- About Us
New restaurant growing organically
Tanya and Dave Rose have a great idea for a new restaurant.
They're going to take full advantage of Sequim's "amazing" local sources of good stuff — wineries, farmers, cheese makers, et al.
But dishing it up is just part of the idea. They want the restaurant to serve as an educational resource for the community and for the restaurant's employees.
The Roses will open their new place — "Nourish" — in the facility formerly occupied by the Cedarbrook Garden Cafe on Sequim Avenue.
Tanya's old friend, Annie McHale, is lending a hand, bringing two vital areas of expertise to bear. Through her job at Olympic WorkSource, McHale helps local folks find employment. Through her work with Nash's Organic Produce, she helps local folks find good food.
Both are important because the Roses would like to hire what Tanya calls "disadvantaged young adults" and train them in the preparation and sale of healthy foods.
She defined disadvantaged young adults as those "who can't afford to go to college, but are smart and motivated."
The new hires would learn the restaurant business, including marketing. It just makes sense, Tanya said. "Culinary schools are expensive."

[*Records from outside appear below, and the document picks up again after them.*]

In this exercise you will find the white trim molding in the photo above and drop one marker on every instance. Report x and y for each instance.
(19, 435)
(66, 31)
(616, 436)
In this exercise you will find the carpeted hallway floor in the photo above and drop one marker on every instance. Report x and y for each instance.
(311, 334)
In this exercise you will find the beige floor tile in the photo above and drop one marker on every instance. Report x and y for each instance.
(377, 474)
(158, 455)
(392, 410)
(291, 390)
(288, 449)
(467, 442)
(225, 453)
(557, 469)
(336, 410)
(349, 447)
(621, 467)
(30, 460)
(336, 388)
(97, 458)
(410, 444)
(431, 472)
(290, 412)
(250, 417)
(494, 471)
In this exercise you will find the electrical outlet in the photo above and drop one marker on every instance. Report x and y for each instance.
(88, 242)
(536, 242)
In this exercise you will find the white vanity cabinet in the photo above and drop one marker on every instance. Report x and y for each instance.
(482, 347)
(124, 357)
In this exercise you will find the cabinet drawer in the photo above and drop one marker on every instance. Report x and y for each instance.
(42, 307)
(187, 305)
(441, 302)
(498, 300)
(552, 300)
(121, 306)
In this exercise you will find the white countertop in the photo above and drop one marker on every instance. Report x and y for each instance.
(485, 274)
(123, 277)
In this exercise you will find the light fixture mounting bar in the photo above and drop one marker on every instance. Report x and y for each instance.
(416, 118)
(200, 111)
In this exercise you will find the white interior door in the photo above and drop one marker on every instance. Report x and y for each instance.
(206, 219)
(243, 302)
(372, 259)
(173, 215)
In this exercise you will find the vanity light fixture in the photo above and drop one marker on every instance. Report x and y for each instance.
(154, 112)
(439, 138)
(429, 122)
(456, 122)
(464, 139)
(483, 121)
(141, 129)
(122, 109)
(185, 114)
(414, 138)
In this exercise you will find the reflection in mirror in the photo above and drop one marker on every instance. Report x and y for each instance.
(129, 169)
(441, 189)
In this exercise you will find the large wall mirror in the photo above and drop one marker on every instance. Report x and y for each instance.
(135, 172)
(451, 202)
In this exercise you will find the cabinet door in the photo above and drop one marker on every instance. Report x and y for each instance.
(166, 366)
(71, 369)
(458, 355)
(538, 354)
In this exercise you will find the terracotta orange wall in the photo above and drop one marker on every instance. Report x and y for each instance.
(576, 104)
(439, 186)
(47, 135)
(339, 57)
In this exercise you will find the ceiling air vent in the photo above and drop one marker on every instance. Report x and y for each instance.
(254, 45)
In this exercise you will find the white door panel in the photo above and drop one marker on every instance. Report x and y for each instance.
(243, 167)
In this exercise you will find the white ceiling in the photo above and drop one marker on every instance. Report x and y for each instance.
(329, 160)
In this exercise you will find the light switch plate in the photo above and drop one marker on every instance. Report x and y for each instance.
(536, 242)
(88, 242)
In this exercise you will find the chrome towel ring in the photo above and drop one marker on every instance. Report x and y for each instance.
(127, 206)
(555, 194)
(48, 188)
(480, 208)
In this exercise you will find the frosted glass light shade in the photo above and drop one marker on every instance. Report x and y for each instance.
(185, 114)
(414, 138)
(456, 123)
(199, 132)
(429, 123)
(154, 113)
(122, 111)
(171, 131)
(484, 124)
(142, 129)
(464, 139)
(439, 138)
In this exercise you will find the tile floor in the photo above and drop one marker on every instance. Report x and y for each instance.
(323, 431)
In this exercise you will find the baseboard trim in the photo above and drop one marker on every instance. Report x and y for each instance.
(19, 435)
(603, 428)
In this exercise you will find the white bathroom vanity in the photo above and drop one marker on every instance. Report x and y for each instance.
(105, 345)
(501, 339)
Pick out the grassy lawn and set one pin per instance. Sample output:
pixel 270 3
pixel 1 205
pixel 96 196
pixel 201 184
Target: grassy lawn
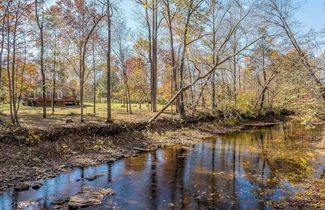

The restaurant's employees also will learn about the benefits of eating, and serving, local healthy food.
"We will be hiring a chef," Tanya added. "Somebody super-sensitive to whole food, local foods."
They also plan to have live local music and to occasionally screen films on nutrition and other topics near and dear to their hearts.
Dave summed it up, calling Nourish, "A new seed-to-table-to-good-health restaurant and educational concept."
Tanya and Dave Rose have an interesting story. The two, both natives of England, were high school sweethearts.
Then they broke up.
For 30 years.
The two recently connected again via the Internet. A few e-mails later, Dave booked a flight to the U.S. for a visit.
They've been married for the past four years.
They recently purchased the old Bell House that sits just south of the city. Built in 1880, it's "one of the oldest houses in the area," Dave said.
Dave, an experienced hand at construction, is now restoring the house, which most recently served as the Cedarbrook Lavender Farm's gift shop.
They are negotiating a lease-purchase agreement of the garden's former cafe.